This question is probably so mind-numbingly simple that no one has had to ask it… but… how exactly do I get the public key?
Most of the instructions I find online assume you’ve been sent the keys in an email. I’ve managed to follow half a dozen different step-by-step instructions to eventually, painstakingly, generate a private key, and can copy/paste it from the virtual console into the appropriate field (on Google App Engine), but it also needs a “PEM encoded X.509 public key certificate”.
Where the heck do I get this? Like, quite literally, what do I type into the virtual console? It says that it saved it at “/etc/letsencrypt/live/[REDACTED].com/fullchain.pem” but if I paste that (the real version) into the console it just says “access denied”.
I’ve searched here and Google but I may as well be searching for “how to drink water from a cup”, or something equally obvious which no one is talking about. :_(
The certificate (with the public key in it) is at “/etc/letsencrypt/live/[REDACTED].com/cert.pem”
The fullchain.pem you’re referring to also has the intermediate certificate embedded into it.
Yes that’s the file that I want to download, and I haven’t been able to find any instructions on how to do so. I only copy-and-pasted the private key from the virtual console output, which looks something like this:
-----BEGIN RSA PRIVATE KEY-----
-----END RSA PRIVATE KEY-----
You probably want to run:
sudo cat /etc/letsencrypt/live/[REDACTED].com/fullchain.pem
This will print out two certificates: The first one is your certificate and one is the “chain” or “intermediate.” The software you need to install it into will either accept both in a single field, or will expect them as two separate fields.

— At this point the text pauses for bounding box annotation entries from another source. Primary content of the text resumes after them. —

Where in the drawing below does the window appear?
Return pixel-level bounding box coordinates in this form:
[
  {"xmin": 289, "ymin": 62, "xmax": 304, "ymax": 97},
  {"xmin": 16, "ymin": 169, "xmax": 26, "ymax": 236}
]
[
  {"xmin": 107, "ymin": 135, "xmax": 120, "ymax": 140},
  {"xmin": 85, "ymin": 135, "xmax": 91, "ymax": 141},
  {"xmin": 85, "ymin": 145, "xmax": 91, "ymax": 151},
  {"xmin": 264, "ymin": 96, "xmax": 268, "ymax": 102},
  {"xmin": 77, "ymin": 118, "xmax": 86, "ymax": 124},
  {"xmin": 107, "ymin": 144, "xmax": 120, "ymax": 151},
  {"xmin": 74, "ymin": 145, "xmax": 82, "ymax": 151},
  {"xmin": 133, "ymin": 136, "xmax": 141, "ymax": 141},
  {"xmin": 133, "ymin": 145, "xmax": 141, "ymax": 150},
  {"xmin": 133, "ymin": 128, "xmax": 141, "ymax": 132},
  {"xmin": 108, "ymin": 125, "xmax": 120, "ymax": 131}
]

Woohoo thanks! It works! I got a green lock and everything!
I have a similar question regarding this public key thing. See the docs for auth0/node-jsonwebtoken, specifically sign() and verify().
sign() requests a private key and uses .key in the example. I have seen .pem supplied before. In the context of Let’s Encrypt, I assume this would be
verify() requests a public key. I have no idea what the heck this is within Let’s Encrypt.
That's a different thing than certificates. It's just a plain PKI process, kinda like GPG. You can easily make your public and private keys using OpenSSL for that purpose.